Movie: Grosse Pointe Blank (1997)

Here’s one that should be on that underrated list. (For that matter, so should another movie directed by George Armitage, MIAMI BLUES.) When I first saw this gleaming black comedy about a hit man attending his high school reunion, I shrugged it off as “pretty good” rather than admitting how close to home it struck. Every time I see it, it cuts a little deeper.

Part of the reason is the presence of John Cusack, whom I have long regarded as my cinematic doppelganger. Some guys think they’re Steve McQueen, I think I’m Cusack. We’re so much alike that it’s uncanny. Honest. One Christmas Joan sent me a sweater by mistake. It was awkward.

It doesn’t help that Cusack’s character Martin Blank is exactly my age. We’re both members of the Class of ’86, so his issues were very much my own at the time. The soundtrack conjures up uncommonly vivid memories, which is probably why I never bought it.

Ultimately, the movie works because it’s truly funny, blending rat-a-tat Preston Sturges-style dialogue with a gonzo sensibility. It’s one of the only films to make good use of Dan Aykroyd, here playing an assassin who wants to start a union. Cusack’s frequent costar Jeremy Piven shines, but it helps that he’s given great lines. He calls the reunion the “‘I’ve-peaked-and-I’m-kidding-myself’ party,” and greets Cusack thusly: “You look good, man.
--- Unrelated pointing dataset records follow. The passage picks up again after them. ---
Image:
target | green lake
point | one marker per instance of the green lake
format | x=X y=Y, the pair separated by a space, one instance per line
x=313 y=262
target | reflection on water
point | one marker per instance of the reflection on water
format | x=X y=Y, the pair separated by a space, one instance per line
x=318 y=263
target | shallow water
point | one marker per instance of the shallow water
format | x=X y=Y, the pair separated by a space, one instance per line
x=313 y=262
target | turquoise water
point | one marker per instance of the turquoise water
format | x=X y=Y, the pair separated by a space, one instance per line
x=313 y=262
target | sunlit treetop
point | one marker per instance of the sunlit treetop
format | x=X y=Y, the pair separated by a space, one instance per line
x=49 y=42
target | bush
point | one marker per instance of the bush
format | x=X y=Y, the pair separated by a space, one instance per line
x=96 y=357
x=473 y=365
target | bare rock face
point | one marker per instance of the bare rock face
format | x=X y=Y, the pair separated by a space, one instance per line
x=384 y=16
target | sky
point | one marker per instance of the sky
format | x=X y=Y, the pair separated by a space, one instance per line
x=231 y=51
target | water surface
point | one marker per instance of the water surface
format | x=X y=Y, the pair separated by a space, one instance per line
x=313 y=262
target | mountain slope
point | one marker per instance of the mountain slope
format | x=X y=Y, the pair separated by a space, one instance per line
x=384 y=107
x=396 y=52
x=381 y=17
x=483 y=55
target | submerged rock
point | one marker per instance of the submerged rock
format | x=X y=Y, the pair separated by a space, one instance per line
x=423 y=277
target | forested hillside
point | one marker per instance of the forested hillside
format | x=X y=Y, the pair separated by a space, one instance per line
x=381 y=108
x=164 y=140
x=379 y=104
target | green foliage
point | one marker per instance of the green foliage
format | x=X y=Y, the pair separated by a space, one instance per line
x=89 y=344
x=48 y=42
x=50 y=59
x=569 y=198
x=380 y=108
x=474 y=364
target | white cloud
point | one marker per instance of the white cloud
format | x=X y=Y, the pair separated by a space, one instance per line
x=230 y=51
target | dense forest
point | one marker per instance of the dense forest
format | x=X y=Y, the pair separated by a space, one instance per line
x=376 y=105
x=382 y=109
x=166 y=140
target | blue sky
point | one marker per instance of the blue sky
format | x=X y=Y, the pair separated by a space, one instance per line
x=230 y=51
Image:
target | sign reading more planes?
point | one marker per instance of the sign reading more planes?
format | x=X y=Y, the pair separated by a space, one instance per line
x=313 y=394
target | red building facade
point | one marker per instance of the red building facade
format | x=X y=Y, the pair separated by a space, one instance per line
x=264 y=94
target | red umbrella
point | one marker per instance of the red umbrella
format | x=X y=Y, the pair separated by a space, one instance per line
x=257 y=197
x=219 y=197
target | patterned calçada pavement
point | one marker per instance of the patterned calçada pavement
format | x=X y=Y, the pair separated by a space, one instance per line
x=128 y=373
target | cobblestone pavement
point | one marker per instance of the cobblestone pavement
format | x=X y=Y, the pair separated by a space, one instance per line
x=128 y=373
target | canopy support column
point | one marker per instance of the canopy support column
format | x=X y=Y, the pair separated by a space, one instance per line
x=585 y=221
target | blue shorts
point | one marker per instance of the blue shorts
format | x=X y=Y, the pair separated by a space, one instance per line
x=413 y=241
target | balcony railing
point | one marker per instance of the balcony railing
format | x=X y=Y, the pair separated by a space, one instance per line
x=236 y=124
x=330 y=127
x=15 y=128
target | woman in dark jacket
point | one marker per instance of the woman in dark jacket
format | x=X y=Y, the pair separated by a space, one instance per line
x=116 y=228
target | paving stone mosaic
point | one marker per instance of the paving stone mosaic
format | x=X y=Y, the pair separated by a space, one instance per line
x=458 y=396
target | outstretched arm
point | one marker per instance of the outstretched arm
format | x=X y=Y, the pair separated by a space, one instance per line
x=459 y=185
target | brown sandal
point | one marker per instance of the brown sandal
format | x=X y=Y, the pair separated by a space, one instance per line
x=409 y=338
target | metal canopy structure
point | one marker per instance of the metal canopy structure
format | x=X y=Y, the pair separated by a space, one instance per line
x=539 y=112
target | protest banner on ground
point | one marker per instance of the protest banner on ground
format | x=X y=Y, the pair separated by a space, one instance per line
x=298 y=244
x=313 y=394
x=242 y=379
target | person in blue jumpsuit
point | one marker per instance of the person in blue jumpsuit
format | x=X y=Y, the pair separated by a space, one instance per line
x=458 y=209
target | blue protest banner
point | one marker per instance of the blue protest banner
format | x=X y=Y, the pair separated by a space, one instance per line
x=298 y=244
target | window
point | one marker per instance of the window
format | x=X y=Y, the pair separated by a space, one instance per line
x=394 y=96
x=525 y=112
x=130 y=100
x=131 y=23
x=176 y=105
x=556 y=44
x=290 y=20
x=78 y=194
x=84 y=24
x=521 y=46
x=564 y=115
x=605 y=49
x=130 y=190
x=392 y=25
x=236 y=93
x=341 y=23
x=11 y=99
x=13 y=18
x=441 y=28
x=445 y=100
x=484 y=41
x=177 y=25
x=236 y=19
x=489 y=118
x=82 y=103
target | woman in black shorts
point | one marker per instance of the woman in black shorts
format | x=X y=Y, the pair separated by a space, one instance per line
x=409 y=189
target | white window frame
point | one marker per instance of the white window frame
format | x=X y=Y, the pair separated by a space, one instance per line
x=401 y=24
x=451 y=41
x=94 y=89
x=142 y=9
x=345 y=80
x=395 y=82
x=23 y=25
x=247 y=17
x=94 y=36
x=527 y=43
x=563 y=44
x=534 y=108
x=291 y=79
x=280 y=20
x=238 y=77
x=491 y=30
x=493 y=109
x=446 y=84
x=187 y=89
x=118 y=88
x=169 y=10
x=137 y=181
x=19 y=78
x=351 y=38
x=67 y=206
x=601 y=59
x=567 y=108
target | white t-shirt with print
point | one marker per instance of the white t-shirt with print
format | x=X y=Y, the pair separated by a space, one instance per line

You look Tony Robbins good.” Cusack’s relationship with his psychiatrist (a perfectly cast Alan Arkin) predates THE SOPRANOS and is also depicted more realistically, in that the doctor lives in constant fear of his patient. And the movie was filmed during that brief window when Minnie Driver was at her most crushworthy.

I was in high school when John Hughes was cranking out the movies that are now oddly venerated. (Shortly before leaving the New York Times, Elvis Mitchell called Hughes the one genuine auteur of ‘80s cinema. I’m sure his departure from the paper was in no way related to that statement.) I wasn’t really a Hughes fan, probably because I couldn’t wait to get out of high school. I can still remember attending a party at a friend’s house to watch the just-released videotape of THE BREAKFAST CLUB. I was the only person there who hadn’t seen it. I thought it was an amusing if obvious piece of fluff. I certainly didn’t swoon over it, the way everyone else did. Although I pretended to, because there were girls there.

Watching this movie again, I finally understand that reaction, the sense that someone has taken your own thoughts and emotions and explained them to you. GROSSE POINTE BLANK is my SIXTEEN CANDLES, released a decade late.